What it shows:
A supersaturated solution is unstable, and by seeding it you can trigger rapid crystallization.
How it works:
Sodium acetate can dissolve in water in great quantities at high temperature, and if you let the solution cool carefully to around room temperature, you have a clear supersaturated solution. Disturbing this unstable equilibrium by dropping a small crystal of sodium acetate into the solution makes the whole thing solidify; the sodium acetate crystals growing radially outwards from the impact point of the seeding crystal.
Setting it up:
Here's the recipe for your supersaturated solution.
1. Place 50g of sodium acetate trihydrate in a clean 200ml flask.
2. Add 5ml distilled water and slowly warm the flask.
3. Swirl the flask until the solid dissolves completely. Make sure that none of the solid remains in the beaker (use a small quantity of distilled water if need be).
4. Remove the flask from heat, wrap it in aluminum foil and allow to cool to room temperature (4+ hours).
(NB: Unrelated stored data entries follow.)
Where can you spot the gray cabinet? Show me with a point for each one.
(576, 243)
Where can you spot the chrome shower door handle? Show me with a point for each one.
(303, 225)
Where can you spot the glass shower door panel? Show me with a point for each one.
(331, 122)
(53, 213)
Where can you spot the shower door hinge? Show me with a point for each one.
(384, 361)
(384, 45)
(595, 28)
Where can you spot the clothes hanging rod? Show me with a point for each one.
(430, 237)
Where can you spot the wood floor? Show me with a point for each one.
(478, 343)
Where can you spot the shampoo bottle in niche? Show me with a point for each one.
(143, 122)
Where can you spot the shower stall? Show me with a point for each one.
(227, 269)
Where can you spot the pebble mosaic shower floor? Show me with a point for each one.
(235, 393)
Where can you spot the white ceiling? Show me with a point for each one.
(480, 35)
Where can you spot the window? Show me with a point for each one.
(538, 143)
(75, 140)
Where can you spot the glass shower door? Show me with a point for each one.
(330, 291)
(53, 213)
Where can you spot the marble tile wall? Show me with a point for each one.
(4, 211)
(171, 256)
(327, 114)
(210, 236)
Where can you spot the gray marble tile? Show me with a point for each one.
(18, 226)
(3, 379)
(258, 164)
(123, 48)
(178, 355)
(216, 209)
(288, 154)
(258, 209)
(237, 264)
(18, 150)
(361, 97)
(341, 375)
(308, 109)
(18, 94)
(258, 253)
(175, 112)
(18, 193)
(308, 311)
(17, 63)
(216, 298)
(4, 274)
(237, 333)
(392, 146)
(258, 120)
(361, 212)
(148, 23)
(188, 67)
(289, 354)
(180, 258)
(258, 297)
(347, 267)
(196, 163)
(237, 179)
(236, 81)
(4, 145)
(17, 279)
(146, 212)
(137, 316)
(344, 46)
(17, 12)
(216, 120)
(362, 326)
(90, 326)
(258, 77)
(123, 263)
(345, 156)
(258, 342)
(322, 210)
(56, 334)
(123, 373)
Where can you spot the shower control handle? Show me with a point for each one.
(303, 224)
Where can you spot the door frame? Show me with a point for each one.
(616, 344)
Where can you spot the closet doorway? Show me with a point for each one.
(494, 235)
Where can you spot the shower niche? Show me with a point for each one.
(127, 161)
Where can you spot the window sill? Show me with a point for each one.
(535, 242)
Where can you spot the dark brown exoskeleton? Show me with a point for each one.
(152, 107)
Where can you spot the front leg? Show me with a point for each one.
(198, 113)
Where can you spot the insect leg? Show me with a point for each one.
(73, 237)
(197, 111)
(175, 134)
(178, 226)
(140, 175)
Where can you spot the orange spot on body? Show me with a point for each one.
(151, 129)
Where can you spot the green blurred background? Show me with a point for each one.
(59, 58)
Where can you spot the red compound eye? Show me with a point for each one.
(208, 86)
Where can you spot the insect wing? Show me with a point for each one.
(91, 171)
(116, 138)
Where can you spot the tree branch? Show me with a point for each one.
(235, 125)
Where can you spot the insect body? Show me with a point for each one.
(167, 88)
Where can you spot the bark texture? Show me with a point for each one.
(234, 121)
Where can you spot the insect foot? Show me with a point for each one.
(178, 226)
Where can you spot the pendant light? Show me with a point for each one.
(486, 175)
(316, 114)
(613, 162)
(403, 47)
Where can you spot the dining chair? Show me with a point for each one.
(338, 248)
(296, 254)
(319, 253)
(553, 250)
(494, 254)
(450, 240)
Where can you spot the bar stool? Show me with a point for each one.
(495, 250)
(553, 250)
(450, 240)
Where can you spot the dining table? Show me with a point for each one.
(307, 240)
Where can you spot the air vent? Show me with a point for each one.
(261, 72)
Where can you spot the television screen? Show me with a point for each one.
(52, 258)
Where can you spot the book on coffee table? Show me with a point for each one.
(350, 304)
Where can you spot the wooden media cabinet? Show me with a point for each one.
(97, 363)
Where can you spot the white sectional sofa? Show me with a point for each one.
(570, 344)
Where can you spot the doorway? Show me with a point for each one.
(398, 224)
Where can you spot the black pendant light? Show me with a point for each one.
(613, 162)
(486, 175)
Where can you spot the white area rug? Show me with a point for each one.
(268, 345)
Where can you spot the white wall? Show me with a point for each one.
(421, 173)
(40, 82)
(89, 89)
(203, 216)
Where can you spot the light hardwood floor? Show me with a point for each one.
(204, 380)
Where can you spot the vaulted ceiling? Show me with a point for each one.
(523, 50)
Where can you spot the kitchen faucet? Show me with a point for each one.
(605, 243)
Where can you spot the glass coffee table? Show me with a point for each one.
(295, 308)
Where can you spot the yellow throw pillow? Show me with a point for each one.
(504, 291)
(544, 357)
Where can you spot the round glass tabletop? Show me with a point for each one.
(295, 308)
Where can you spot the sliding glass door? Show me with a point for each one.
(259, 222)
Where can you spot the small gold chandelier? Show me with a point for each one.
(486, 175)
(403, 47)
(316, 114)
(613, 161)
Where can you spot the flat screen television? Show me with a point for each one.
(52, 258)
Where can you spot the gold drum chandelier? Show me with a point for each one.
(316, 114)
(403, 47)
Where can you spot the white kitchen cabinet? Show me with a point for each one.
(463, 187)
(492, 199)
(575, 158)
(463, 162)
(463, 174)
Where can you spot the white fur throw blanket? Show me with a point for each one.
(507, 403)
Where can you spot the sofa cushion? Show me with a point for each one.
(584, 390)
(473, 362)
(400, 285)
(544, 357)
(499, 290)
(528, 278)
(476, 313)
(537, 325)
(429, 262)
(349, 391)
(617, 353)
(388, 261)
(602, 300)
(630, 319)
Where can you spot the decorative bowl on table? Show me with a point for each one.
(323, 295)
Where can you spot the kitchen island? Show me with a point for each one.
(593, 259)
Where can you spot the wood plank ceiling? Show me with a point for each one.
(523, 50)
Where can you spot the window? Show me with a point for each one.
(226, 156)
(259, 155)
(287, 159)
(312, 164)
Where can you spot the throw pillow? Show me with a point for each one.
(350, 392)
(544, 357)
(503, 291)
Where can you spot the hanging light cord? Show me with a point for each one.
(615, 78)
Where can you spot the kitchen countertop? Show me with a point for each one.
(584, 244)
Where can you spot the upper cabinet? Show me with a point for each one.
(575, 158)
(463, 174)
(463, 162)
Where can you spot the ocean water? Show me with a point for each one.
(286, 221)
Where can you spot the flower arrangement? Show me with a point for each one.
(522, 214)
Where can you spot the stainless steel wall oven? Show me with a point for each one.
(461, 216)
Prepare three or so flasks as insurance against accidental triggering (we've been lucky so far, so we're not sure how much punishment they can take before they solidify). Mount a camera above the flask, 10mm wide angle lens, with dark background beneath. You'll need a pair of tweezers and several sodium acetate crystals as seeds.
An experiment that takes under a second from start to finish. The surface patterns are beautiful, with spiky crystals radiating out from the impact point and even the impact ripples frozen solid. It is however a better demo for the demonstrator than for the audience.